Boston The theme for the Pinnacle Conference was winning -- specifically, “Winning city. Winning conference. Winning team.” While technology and efficiency were the major topics at the Activant users group meeting held here, there was also a good amount of old-fashioned money-saving business strategies.

More than 750 attendees from pro dealers, hardware stores and home centers took part in the three-day conference. That number “demonstrates the commitment of this marketplace to the future,” said Steve Bieszczat, senior vp and general manger of Activant’s hardlines and lumber divisions, during the opening session. While he pointed to softness for pro dealers, he described the hardware and home center businesses as holding steady.

“On the LBM side, people are looking to get greater automation and efficiencies and less dependency on adding head count,” Bieszczat said. “In hardware and home center, what you see is an inordinate amount of demand for all things retail -- having the same kind of POS as some of the more innovative chains and those taking customer relationships to a new level.”

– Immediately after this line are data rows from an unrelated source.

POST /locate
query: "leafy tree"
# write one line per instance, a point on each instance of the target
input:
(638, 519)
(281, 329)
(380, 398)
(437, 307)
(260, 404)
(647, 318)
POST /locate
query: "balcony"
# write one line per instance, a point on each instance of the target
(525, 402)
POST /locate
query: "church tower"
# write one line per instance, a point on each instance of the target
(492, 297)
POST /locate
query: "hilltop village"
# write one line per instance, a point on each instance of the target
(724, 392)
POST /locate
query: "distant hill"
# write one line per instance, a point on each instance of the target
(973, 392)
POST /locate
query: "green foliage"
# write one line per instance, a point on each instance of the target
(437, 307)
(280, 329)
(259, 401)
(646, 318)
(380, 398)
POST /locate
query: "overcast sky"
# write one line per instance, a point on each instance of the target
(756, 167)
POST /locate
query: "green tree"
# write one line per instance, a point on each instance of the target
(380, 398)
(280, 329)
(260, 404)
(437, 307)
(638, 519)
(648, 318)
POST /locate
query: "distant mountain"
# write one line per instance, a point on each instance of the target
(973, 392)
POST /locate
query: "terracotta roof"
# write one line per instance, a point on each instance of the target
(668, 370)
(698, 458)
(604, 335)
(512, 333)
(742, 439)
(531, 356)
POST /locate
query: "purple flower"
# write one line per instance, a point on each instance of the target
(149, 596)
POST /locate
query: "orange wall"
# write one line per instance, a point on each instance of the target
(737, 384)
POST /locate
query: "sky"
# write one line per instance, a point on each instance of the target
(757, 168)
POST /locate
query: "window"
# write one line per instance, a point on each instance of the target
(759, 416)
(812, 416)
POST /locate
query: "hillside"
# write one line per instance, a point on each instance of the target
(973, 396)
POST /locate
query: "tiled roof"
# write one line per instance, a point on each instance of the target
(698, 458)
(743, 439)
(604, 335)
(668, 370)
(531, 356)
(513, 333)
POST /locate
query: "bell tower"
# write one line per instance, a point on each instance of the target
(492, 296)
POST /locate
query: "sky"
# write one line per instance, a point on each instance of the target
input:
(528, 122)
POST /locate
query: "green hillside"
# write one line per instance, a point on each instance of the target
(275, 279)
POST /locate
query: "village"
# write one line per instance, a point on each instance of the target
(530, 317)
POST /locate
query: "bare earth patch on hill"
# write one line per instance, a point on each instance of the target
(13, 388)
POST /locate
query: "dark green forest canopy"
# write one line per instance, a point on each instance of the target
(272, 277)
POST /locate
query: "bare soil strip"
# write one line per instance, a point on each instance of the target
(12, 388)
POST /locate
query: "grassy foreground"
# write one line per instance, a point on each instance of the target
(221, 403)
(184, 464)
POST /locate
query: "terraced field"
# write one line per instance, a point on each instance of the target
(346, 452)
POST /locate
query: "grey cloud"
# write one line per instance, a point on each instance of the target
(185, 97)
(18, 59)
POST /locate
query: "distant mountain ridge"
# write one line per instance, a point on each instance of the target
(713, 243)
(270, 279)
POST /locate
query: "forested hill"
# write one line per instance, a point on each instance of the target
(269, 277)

Some of the educational sessions accentuated some positive news from the housing industry: specifically, the growing population. Household growth from 2005 to 2014, according to Harvard’s Joint Center for Housing Studies, should exceed by 2 million the growth of housing during the boom years 1995 to 2004.

Still, the conference spoke to the difficult market partly through a session titled, “Customer success strategies for succeeding in today’s market.” The session pointed to a number of tactics companies can employ right now to optimize operations during tough times.

In addition to limiting hours and reducing head count, the ideas brought forth included implementing more aggressive measures in accounts receivable, raising deductibles for health insurance plans, using bank issued payment cards that offer rebates and even replacing company e-mail systems with free Google e-mail.

“If it doesn’t add value, quit doing it,” said Johan van Tilburg, president and CEO of Knoxville, Tenn.-based Tindell’s Building Materials.